A liquid chemical burn is different from a bruise-and-whiplash case, and the records should show decontamination, burn depth, transfer decisions, follow-up wound care, and scarring risk. In Idaho, the at-fault driver's liability coverage may start at just 25/50/15. That is nowhere near enough for a major burn case. So insurance stacking, umbrella coverage, commercial policies, and corporate ownership of the truck become a big deal fast.
The company may not be the only target
If the vehicle came from a manufacturing plant, there may be more than one liable party.
The driver, the trucking company, the company that loaded the chemicals, the contractor maintaining the tank, or the business that failed to secure the load can all become part of the fault map. That matters because each defendant may point at somebody else - and at you.
This is where it gets nasty.
One company says the truck was fine but the load was unstable. Another says the driver handled it badly. Another says you cut in too close. Everybody is trying to dump fault somewhere cheaper.
Idaho's fault rule changes settlement leverage
Idaho is an at-fault insurance state. So the claim runs through whoever caused the wreck, not your own carrier first, at least not primarily. But the defense knows something ugly: if they can push you high enough on comparative fault, your leverage drops hard.
That's true even if the burns are severe.

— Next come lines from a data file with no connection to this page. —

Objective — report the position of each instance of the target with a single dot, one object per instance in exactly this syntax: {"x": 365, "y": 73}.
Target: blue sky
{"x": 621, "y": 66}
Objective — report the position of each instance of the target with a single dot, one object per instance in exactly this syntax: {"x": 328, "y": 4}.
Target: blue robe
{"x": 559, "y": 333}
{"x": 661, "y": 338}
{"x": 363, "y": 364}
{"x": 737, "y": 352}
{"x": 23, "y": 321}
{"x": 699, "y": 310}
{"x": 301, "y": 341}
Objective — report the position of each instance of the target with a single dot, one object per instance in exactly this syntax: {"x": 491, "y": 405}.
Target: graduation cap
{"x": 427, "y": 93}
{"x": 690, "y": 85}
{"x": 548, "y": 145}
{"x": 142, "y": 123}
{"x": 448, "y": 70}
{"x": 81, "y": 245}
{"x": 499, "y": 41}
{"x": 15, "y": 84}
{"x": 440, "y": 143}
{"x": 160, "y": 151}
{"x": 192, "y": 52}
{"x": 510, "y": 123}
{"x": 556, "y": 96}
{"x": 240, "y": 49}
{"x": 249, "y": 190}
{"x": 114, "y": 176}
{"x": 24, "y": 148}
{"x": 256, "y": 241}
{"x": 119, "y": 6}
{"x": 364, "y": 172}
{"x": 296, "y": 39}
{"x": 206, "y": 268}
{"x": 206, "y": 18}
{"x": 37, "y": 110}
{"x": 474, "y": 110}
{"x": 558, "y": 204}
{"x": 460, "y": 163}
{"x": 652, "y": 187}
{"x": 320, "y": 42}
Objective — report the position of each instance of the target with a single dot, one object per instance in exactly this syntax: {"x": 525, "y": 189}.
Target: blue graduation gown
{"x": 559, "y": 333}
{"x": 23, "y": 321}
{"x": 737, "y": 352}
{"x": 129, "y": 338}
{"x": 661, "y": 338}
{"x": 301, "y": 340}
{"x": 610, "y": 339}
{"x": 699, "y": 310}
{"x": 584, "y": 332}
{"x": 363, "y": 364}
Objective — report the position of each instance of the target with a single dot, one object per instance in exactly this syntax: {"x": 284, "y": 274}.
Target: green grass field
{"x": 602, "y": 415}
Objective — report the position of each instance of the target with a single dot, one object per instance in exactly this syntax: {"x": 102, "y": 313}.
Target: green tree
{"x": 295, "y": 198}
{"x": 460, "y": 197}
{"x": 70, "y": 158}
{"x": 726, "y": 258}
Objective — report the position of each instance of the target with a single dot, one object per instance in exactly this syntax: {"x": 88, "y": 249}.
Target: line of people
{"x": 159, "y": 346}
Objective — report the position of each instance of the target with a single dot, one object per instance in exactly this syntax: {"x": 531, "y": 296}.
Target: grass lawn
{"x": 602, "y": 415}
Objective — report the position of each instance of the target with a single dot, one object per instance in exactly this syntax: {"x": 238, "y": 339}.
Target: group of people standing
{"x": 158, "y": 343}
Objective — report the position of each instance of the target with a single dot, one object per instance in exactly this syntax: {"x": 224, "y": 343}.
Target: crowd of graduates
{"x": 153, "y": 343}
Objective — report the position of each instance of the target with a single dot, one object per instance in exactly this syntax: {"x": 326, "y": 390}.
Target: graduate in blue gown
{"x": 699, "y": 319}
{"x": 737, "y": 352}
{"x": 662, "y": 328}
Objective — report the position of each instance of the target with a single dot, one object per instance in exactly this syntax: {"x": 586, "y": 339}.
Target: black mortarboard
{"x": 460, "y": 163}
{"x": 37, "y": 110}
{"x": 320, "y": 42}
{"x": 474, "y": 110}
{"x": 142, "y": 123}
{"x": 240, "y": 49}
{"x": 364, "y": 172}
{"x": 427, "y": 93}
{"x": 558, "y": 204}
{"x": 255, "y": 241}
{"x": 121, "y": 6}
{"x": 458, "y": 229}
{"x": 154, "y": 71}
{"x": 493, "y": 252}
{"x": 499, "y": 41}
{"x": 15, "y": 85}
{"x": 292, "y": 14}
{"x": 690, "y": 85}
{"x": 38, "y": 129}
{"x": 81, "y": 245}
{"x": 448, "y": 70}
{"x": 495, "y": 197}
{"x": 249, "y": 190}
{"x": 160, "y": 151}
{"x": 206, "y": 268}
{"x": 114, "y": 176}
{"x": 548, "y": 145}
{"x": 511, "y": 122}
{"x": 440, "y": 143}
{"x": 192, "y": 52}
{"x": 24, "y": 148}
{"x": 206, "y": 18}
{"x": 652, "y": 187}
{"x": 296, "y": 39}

So the real question is not just "who hit whom." It's whether the evidence backs up their story that you helped cause this.
Skid marks, dashcam footage, school traffic cameras, dispatch logs, hazmat records, truck inspection records, phone data, and the exact timeline of the spill all matter. A case can swing on whether the chemical release happened at impact, seconds before impact, or after a rollover sequence.
That's the difference between "parent got burned by a commercial driver's mess" and "insurer chopped the claim in half by muddying the blame."
This article is for informational purposes only and is not legal advice. Every case is different. If you or a loved one was injured, talk to an attorney about your situation.